Por contra, existen obras de otros autores cuya explicación sólo cabe entender desde la sensación de que el silencio vendría a ser un anticipo de la muerte, aún a costa de llevarse por delante una brillante trayectoria literaria (me van a permitir que me ahorre los ejemplos). Hablar para alejar la muerte, como síntoma de un horror vacui que requiere de un libro superfluo en la producción del autor porque hay que estar, hay que figurar en el escaparate para que no se olviden de que uno sigue ahí. Este tipo de obra a destiempo, e incluso a contra-estilo, sólo se puede explicar desde la necesidad de hablar, de manifestar que seguimos aquí, que aún podemos decir aunque sólo sea por el ejercicio de poder hacerlo.
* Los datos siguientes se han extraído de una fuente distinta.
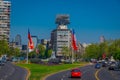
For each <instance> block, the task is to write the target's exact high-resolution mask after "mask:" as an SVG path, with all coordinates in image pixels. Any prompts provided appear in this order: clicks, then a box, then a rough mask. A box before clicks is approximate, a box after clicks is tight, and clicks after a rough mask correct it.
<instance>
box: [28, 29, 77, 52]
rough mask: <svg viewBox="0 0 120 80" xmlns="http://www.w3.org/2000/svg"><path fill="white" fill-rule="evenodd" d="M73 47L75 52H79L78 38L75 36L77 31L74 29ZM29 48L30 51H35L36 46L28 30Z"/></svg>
mask: <svg viewBox="0 0 120 80" xmlns="http://www.w3.org/2000/svg"><path fill="white" fill-rule="evenodd" d="M71 39H72V40H71V46H72V48H73V50H75V51H76V50H77V49H78V47H77V44H76V36H75V31H74V29H73V30H72V35H71ZM28 48H29V49H31V50H32V49H34V44H33V41H32V37H31V34H30V31H29V29H28Z"/></svg>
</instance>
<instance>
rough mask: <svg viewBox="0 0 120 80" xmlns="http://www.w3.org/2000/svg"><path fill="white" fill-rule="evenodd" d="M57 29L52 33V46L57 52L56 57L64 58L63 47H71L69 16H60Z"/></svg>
mask: <svg viewBox="0 0 120 80" xmlns="http://www.w3.org/2000/svg"><path fill="white" fill-rule="evenodd" d="M56 24H58V25H57V29H54V30H53V31H52V32H51V45H52V49H53V50H54V51H55V54H56V57H62V56H63V54H62V49H63V47H68V48H69V47H70V44H71V30H70V29H68V28H67V24H69V16H68V15H58V16H57V18H56Z"/></svg>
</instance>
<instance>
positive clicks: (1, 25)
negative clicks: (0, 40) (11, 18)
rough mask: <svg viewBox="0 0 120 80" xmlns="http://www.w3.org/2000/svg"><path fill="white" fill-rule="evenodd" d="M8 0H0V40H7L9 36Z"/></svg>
mask: <svg viewBox="0 0 120 80" xmlns="http://www.w3.org/2000/svg"><path fill="white" fill-rule="evenodd" d="M10 7H11V2H10V1H4V0H0V40H1V39H5V40H7V41H8V42H9V38H10Z"/></svg>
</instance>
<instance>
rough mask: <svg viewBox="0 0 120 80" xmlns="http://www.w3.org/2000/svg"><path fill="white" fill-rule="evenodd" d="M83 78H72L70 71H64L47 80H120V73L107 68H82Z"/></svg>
mask: <svg viewBox="0 0 120 80" xmlns="http://www.w3.org/2000/svg"><path fill="white" fill-rule="evenodd" d="M80 69H81V71H82V77H81V78H71V76H70V70H68V71H63V72H60V73H57V74H54V75H51V76H49V77H47V78H46V80H120V71H109V70H108V68H107V67H102V68H101V69H95V68H94V65H89V66H85V67H81V68H80Z"/></svg>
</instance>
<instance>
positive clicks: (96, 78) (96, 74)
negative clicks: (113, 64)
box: [95, 69, 101, 80]
mask: <svg viewBox="0 0 120 80" xmlns="http://www.w3.org/2000/svg"><path fill="white" fill-rule="evenodd" d="M100 70H101V69H99V70H97V71H96V72H95V78H96V80H100V79H99V77H98V73H99V71H100Z"/></svg>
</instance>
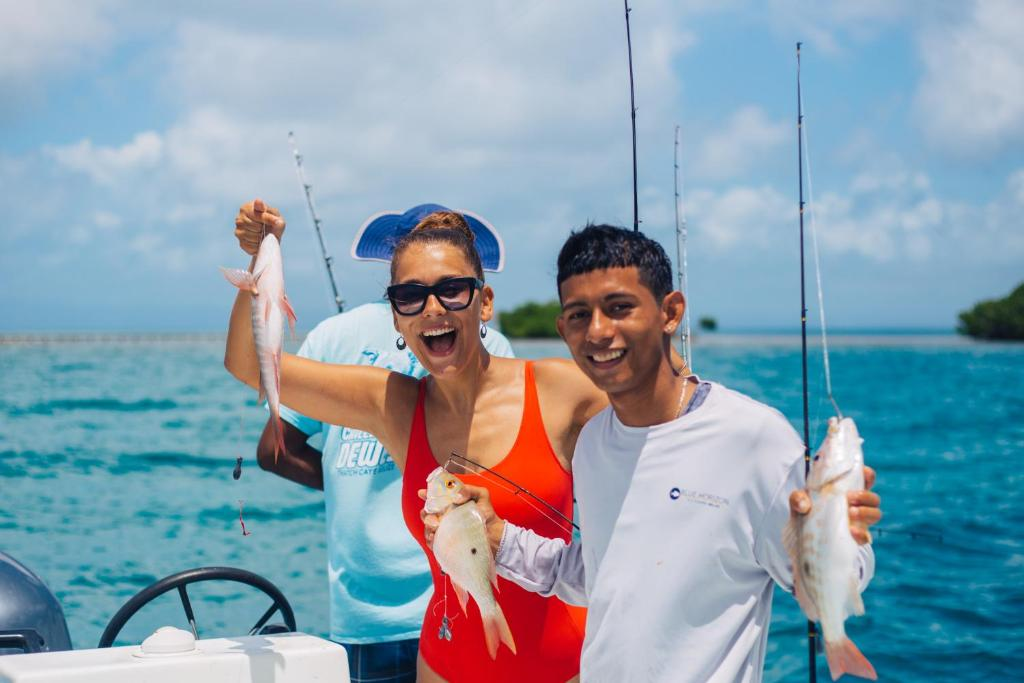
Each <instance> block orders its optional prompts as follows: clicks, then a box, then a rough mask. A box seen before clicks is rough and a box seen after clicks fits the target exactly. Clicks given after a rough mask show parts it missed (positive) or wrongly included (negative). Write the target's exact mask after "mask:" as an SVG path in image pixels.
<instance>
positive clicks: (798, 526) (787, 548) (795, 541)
mask: <svg viewBox="0 0 1024 683" xmlns="http://www.w3.org/2000/svg"><path fill="white" fill-rule="evenodd" d="M801 526H802V524H801V523H800V522H799V521H798V520H797V519H795V518H793V517H790V519H788V520H787V521H786V522H785V526H783V527H782V546H783V547H784V548H785V552H786V553H787V554H788V555H790V560H791V561H792V562H793V564H794V566H796V564H797V556H798V555H799V554H800V532H801V530H803V529H802V528H801Z"/></svg>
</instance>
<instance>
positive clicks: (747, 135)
mask: <svg viewBox="0 0 1024 683" xmlns="http://www.w3.org/2000/svg"><path fill="white" fill-rule="evenodd" d="M788 130H790V128H788V126H787V125H786V124H784V123H782V122H773V121H770V120H769V119H768V116H767V115H766V114H765V113H764V110H762V109H761V108H760V106H753V105H748V106H743V108H741V109H740V110H738V111H736V112H735V113H734V114H733V115H732V116H731V117H729V120H728V121H727V122H726V124H725V127H724V128H723V129H722V130H720V131H718V132H715V133H712V134H710V135H708V136H707V137H705V140H703V142H702V143H701V144H700V151H699V153H698V154H697V159H696V163H695V166H696V169H695V173H694V175H695V176H697V177H706V178H727V177H730V176H734V175H736V174H738V173H741V172H742V171H745V170H746V169H749V168H750V167H752V166H753V165H754V164H756V163H757V162H758V160H760V159H763V158H764V156H765V154H766V153H768V152H770V151H772V150H774V148H775V147H777V146H778V145H779V144H781V143H782V142H784V141H785V139H786V135H787V133H788Z"/></svg>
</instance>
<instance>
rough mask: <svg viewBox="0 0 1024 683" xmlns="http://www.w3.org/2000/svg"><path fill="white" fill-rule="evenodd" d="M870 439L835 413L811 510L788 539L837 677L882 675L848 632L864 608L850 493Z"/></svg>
mask: <svg viewBox="0 0 1024 683" xmlns="http://www.w3.org/2000/svg"><path fill="white" fill-rule="evenodd" d="M863 441H864V439H862V438H860V434H858V433H857V425H856V424H854V422H853V420H851V419H850V418H843V419H841V420H840V419H837V418H830V419H829V420H828V433H827V434H826V435H825V439H824V441H823V442H822V443H821V447H820V449H819V450H818V452H817V454H816V455H815V456H814V462H813V463H812V464H811V471H810V474H809V475H808V477H807V489H808V493H809V494H810V496H811V511H810V513H808V514H807V515H802V516H799V515H798V516H794V518H792V519H791V521H790V523H788V524H787V525H786V528H785V532H784V535H783V540H784V542H785V547H786V550H787V551H788V553H790V559H791V560H792V562H793V585H794V593H795V594H796V596H797V600H798V602H800V606H801V608H802V609H803V610H804V614H806V615H807V618H809V620H811V621H813V622H819V623H820V624H821V635H822V637H823V638H824V642H825V656H826V657H827V659H828V671H829V673H830V674H831V677H833V680H836V679H838V678H839V677H840V676H842V675H843V674H852V675H854V676H860V677H861V678H868V679H871V680H872V681H873V680H878V675H877V674H876V673H874V668H873V667H872V666H871V663H870V661H868V660H867V658H866V657H865V656H864V655H863V654H861V652H860V650H859V649H857V646H856V645H854V644H853V641H852V640H850V639H849V638H848V637H847V635H846V629H845V628H844V623H845V622H846V617H847V616H849V615H850V614H855V615H857V616H860V615H861V614H863V613H864V603H863V601H862V600H861V598H860V590H859V585H860V578H859V577H858V575H857V569H856V566H857V555H858V551H857V542H856V541H854V540H853V537H852V536H851V535H850V513H849V508H848V504H847V500H846V495H847V494H848V493H849V492H853V490H860V489H862V488H863V487H864V455H863V453H862V452H861V450H860V444H861V443H863Z"/></svg>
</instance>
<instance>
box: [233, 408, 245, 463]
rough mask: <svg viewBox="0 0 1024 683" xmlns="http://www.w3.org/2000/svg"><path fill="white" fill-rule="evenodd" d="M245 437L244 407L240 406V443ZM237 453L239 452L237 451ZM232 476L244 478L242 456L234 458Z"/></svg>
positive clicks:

How to avoid speaking, que diría Derrida con su verbo sinuoso. O, como Valente, “Mientras pueda decir, / no moriré”.
Pero hemos hablado de literatura, de ese arte que nos da cierto lustre en sociedad, al menos para ser considerados como un elemento (escasamente) decorativo en recepciones, tomas de posesión y otras fiestas populares (flores naturales o elección de miss vendimia, por ejemplo). No es éste el único terreno donde habría que saber cuándo guardar silencio o cuándo dejar la escena discretamente por el foro, como Gil de Biedma. También la cátedra merece esa consideración. O la política.
En éste último ámbito, una explicación que encuentro razonable para perpetuarse en el Parlamento, tras haber desempeñado tareas de gobierno y perder unas elecciones (Rajoy en 2004 y 2008 o Rubalcaba en 2011, valgan como ejemplo) es que el escaño tenga ya la forma de su espalda (seamos castos) y que allí se sienten cómodos y calentitos, hasta el punto de que sólo estén dispuestos a renunciar a esa especie de útero político a cambio de un puesto en el banco azul. Hasta que llega su hora (política), elaboran complicadas endechas, imaginan conspiraciones y articulan un nuevo lenguaje, hasta el punto de que su endiablada jerga está empezando a invadir nuestro idioma. Difícil competencia para poetas (surrealistas y postistas) y para autores adscritos al teatro del absurdo. Esta afección verbal (recodemos, además, que el lenguaje es expresión del pensamiento) llega a provocar catástrofes lingüísticas, como el oxímoron del “crecimiento negativo” o como la de Cospedal hablando de Bárcenas y su relación laboral con el PP, en términos cercanos a un personaje de Ionesco: “La indemnización que se pactó fue una indemnización en diferido y como fue una indemnización indefi… en diferido, en forma, efectivamente, de simulación, de simulación o de lo que hubiera sido en diferido en partes de una… de lo que antes era una retribución, tenía que tener la retención a la Seguridad Social. Es que, si no, hubiera sido… Ahora se habla mucho de pagos que no tienen retenciones a la Seguridad Social, ¿verdad?, pues aquí se es que se… guido… se quiso hacer como hay que hacerlo, es decir, con la retención a la Seguridad Social” (Mª Dolores de Cospedal, 2013). Sin duda, hay otra causa para dejarlo: cuando un político se siente la encarnación de Godot o su verdadera vocación es la de cantante calva, es el momento de abandonar la política… y buscar urgentemente un buen terapeuta.